Introduction

Y chromosome short tandem repeat (STR) haplotypes show a substantial inter-population differentiation both on a worldwide and continental scale [1, 2]. Because Y-STR haplotype frequencies are required to provide statistical estimates of the significance of a match between forensic samples, local databases must be developed taking the demographic history of the investigated population into account. Large metadatabases as the Y Chromosome Haplotype Reference Database (YHRD) pool different local databases based on intrinsic (genetic) and contextual (geographic, linguistic) information [3]. However, assembling different regional pools is only valid if there is no population substructure, i.e. no statistically significant difference between the Y-STR haplotype distributions in different regions [4]. Here, we present haplotype analysis and genetic differentiation tests of a large Russian population consisting of 12 subgroups leading to a sensible decision on the assignment of the analysed population to a framework of worldwide metapopulations.

Population

A total of 545 unrelated males from 12 Western Russian populations previously typed for Y-chromosome single nucleotide polymorphism markers [5] were analysed for 17 Y-STR loci evaluated in forensic routine diagnostics [6]. The sampling was carried out in the administrative centers of the following districts (oblasts): Smolenskaja (Smo, n = 43), Brianskaja (Bri, 43), Ivanovskaja (Iva, 40), Lipezkaja (Lip, 47), Penzenskaja (Pen, 81), Ryazanskaja (Rya, 36), Orlovskaja (Orl, 42), Tverskaja (Tve, 43), Vologodskaja (Vol, 40), Tambovskaja (Tam, 48), Archangelskaja (Arch, 42) and Nowgorodskaja (Now, 40; see Fig. 1). Informed consent and information about the birthplace of the donor and his parents and grandparents were obtained.

Fig. 1
figure 1

Map of Europe depicting the analysed populations from the European part of Russia and neighbouring territories

Materials and methods

Deoxyribonucleic acid (DNA) was extracted from whole blood samples using the QIAmp DNA Blood Mini Kit (Qiagen, Hilden, Germany) following the manufacturer’s recommendations.
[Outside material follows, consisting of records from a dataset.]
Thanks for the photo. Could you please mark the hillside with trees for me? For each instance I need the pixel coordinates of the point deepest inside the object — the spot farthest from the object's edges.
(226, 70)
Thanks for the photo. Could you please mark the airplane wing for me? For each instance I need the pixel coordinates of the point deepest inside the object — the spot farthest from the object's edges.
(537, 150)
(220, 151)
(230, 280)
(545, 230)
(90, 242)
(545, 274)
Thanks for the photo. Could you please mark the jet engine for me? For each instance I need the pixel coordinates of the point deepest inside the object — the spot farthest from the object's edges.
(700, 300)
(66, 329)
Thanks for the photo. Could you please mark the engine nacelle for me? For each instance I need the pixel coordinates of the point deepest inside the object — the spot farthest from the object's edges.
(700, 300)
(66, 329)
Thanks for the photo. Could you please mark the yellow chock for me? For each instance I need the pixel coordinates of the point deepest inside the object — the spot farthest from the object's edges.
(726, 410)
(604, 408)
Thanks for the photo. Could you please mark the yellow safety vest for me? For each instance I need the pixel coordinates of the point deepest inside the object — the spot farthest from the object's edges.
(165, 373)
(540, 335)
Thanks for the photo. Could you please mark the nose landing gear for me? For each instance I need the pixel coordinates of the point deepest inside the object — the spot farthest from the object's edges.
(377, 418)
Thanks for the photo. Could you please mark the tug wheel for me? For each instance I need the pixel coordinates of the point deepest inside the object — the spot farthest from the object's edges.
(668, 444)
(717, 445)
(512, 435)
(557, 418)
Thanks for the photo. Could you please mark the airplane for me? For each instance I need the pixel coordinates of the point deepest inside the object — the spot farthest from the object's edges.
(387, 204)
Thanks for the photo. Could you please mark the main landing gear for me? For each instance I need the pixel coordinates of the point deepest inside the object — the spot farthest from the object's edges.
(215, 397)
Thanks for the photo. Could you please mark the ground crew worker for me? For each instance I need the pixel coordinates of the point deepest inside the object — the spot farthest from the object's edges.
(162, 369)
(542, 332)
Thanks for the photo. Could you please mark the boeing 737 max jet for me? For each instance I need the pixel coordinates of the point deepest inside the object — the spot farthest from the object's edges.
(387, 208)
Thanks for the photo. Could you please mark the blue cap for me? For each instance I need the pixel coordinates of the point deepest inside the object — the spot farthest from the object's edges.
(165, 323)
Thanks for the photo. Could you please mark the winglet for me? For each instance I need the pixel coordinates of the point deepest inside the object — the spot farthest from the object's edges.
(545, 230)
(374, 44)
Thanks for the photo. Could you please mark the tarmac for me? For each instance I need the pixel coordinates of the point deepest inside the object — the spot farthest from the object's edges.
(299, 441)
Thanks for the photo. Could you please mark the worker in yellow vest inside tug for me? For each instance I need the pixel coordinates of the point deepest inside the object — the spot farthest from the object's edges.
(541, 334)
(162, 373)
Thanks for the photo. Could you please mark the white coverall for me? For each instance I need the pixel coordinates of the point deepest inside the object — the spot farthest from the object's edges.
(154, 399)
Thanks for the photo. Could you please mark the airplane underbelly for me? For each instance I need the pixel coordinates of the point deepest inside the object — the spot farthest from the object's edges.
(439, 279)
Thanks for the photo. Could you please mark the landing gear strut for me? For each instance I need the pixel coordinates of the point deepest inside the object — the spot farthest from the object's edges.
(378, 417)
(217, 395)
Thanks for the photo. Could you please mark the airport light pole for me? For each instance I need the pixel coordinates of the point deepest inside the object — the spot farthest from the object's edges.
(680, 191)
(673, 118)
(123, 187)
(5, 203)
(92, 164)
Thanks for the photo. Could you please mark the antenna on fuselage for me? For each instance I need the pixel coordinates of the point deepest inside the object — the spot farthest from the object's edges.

All samples were genotyped for 17 Y chromosomal STR loci (DYS19, DYS389I, DYS389II, DYS390, DYS391, DYS392, DYS393, DYS385a, DYS385b, DYS437, DYS438, DYS439, DYS448, DYS456, DYS458, DYS635, GATA H4) using the AmpFlSTR®YFiler® PCR Amplification kit (Applied Biosystems, Darmstadt, Germany) according to the manufacturer’s instructions. STR products were analysed on an ABI Prism 3100 AVANT automated sequencer with GeneScan and GenoTyper v. 3.7 (Applied Biosystems). The updated recommendations of the DNA Commission of the International Society of Forensic Genetics for analysis of Y-STR systems were followed [4].

Quality control

Proficiency testing of the German DNA Profiling group (www.gednap.de) and the YHRD (www.yhrd.org) trials was carried out.

Analysis of data

Characteristic parameters for each population, consisting of the number of different haplotypes, the discrimination capacity (D) and the haplotype diversity (h), were calculated (Table 1). Pairwise values of Φ st , an analogue of Wrights Fst that takes the evolutionary distance between individual haplotypes into account [7, 8], were calculated to measure genetic distances between 17 locus haplotypes of 12 Western Russian populations. Subsequently, these populations were treated as one metapopulation and the minimal haplotypes (which includes the nine loci: DYS19, DYS389I, DYS389II, DYS390, DYS391, DYS392, DYS393, DYS385ab) were compared to published data from nine neighbouring regions, namely 271 minimal haplotypes from Belarus [9], 502 from the Caucasus [10], 133 from Estonia, 145 from Latvia and 157 from Lithuania [11], 399 samples from Finland [12], 3,021 from Poland [1315], 370 from Siberia [16, 17] and 368 from Ukraine [18], with the statistical significance determined by a permutation test (10,000 replicates; Table 2). We used our own implementation of analysis of molecular variance (AMOVA; available at http://rprojekt.org/amova/). The DYS389I allele length was obtained by subtracting the shorter allele from the longer allele at DYS389I/II. The statistics and analytics software package (STATISTICA package; StatSoft Inc.) was used for multi-dimensional scaling (MDS) analysis [19] based on pairwise Φ st values (Fig. 2).

Fig. 2
figure 2

Multi-dimensional scaling (MDS) plot of the Western Russian metapopulation and nine reference populations, from pairwise Φ st values. Stress value = 0.002. Acronyms are as follows: Rus–Russians, Bel–Belarus, Ukr–Ukrainians, Lat–Latvians, Lit–Lithuanians, Est–Estonians, Cau-Caucasus, Pol–Polish, Fin-Finns, Sib–Siberia

Table 1 Forensic parameters
Table 2 AMOVA pairwise distance based on Φ st values between western Russia (n = 545) and nine neighbouring populations (n = 5,366)

Results and discussion

A total of 545 samples from 12 Western Russian populations were investigated in this study and 494 different 17 locus haplotypes (D = 0.906, h = 0.9994) were detected. Two haplotypes occurred six times, one occurred five times, two occurred four times, three occurred three times, 25 twice and 461 were unique (Supplementary Table S1). The eight most frequent haplotypes occurring 34 times in this sample are closely related and belong (with the exception of one haplotype belonging to hg N3-Tat) to haplogroup R1a1-M17 (printed in bold in Table S1). This typical Eastern European haplogroup is the most frequent in all analysed populations with frequencies ranging between 0.31 and 0.56, followed by hg I-M170 (0.09–0.31) and N3-Tat (0.06–0.29) [5]. We observed high haplotype diversities (h) in all 12 populations ranging from 0.993 to 1.000 (Table 1). Three duplications (12 and 13 at locus GATA H4, 15 and 16 at DYS19 and 20 and 21 at DYS448), one “null” allele at DYS19 and several intermediate-sized alleles were observed.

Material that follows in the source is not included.